Archive for October, 2014
The enemies are symbolic to the point of parody. Their simple signifiers are so red for bad blue for good are subverted by the expressions they give: only the red ones are truly alive. The stages are small. No pretense like invisible walls or infinite skyboxes, rather the game is more like a movie set. It artfully admits to being a game. The mechanics are sparse, kill the baddies get out. Red is your enemy. The music reminds of j-pop in the best sense, the random splatters of text rarely make sense. The protagonist’s ludicrous cartoon hands bring forth images of being a demented possibly perverted cupid roaming a strange post-logical sky land.
All of this is a reason to play Lovely Planet. Let me tell you about the gameplay: its simple. You move in ways accustomed to fps players, you jump mildly like jumping flash, you shoot square arrows, the blockiness of which revels in its own laziness. Even the less refined aspects of the game are churned into irony, the game is powered by a logic only a Japan fan could know, but its fun and the game quickly breaks into flow.
The flow in turn reinforces the repetitive nature of the game. You try, you succeed, but the leaderboard tells you: you could do better. You will do better.
Its my lunch my lunch break so I take out the hospital appointment card and proceed to jettison to a far away land via motorcycle taxi. For the last few months or year I have been having consistent prickly pains in my feet and hands. I was told I needed to see a foot Doctor, but a perplexed vascular specialist. The department however says pain and the Doctor gets out a small reflex thingie bangs a few nerves and takes my blood pressure before she declares me insane and prescribes me to an anti-psychotic for schizophrenia, but I am getting ahead of myself let me tell you about my new PC.
On Saturday after class I walk into a PC shop and buy a new PC. My brain is tired of running over the various possibilities of PS4, Wii U, or PC. The PC is the right price so I buy. I have to wait. I go outside to smoke and suddenly I am worried they are cheating me. Is the PC going to be switched? Is it going to be an I7? I try to calm myself down and go upstairs. A quick look over and a tech shows me the windows specs. I am cool.

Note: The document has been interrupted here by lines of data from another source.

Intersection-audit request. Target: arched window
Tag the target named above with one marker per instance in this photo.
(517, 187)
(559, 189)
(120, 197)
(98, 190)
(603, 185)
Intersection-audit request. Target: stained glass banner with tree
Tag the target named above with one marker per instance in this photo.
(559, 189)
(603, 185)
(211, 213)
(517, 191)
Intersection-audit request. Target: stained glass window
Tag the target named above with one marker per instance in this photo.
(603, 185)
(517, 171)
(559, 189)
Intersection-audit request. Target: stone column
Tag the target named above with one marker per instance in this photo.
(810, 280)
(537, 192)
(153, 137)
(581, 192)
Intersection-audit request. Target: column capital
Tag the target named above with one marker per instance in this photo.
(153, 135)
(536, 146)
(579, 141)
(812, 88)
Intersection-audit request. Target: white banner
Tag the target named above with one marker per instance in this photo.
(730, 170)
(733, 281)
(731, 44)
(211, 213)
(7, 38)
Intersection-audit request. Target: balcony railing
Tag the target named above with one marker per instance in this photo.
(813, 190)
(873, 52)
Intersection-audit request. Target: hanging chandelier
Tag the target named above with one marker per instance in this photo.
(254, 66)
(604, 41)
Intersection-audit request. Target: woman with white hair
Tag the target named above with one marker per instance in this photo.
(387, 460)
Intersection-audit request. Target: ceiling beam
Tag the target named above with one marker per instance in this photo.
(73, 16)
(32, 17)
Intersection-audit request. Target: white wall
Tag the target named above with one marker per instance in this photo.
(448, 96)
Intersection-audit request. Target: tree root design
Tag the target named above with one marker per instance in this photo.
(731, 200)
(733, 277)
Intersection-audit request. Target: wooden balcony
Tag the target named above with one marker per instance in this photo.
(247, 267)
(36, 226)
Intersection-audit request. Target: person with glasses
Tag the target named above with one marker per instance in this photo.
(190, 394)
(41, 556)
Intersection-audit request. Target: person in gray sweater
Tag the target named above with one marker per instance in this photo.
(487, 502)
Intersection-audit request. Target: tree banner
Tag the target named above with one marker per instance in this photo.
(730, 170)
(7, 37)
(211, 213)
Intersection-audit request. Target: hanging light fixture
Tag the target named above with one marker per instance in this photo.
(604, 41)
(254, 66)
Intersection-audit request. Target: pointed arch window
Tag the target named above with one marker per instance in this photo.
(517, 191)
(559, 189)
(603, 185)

I park my electric bicycle and take a motorcycle taxi home clutching my pc. At first returning to steam is all disappointment. All the games i didn’t finish, the strangely imprecise user interface of windows. Its a let down. Plus the pc runs in 720p instead of 1080, but then I get going in steam and skullgirls shows up and lovely planet takes my time, steam becomes luxurious again. Tony comes up and i have a joystick now, plugging the joystick in I forget about my Destiny and super mario 3d world desires and just begin to game, but that’s the thing: gaming laptops are just big gameboys. The joystick is really all I need, the keyboard is an unnecessary addition, i switch to big picture mode.
There is something about someone telling you are crazy or not telling you and with confidence prescribing you to a medicine for psychotic episodes that gets you down. The confidence with which the Doctor prescribed me, her aloof air, it was the almost fascist sense of decision that annoyed me.
The PC has all these features I don’t need. They dig into me like little sickles further aggravating me. This is just a game machine, an 800 usd game machine. I am thinking of switching to Steam OS. But just a few good games is all a system needs. Its just what good games, steam is full of medieval themed fantasy adventures, sci-fi a tad more realistic than imaginative, but then Lovely Planet pulls me in. I game a for a bit forgetting about the world.
The psychologist tells me I need to reduce my stress. Apparently Japanese themed quirky fps games provide this for me. The PC contains bounties of distractions, exactly what a psychotic needs.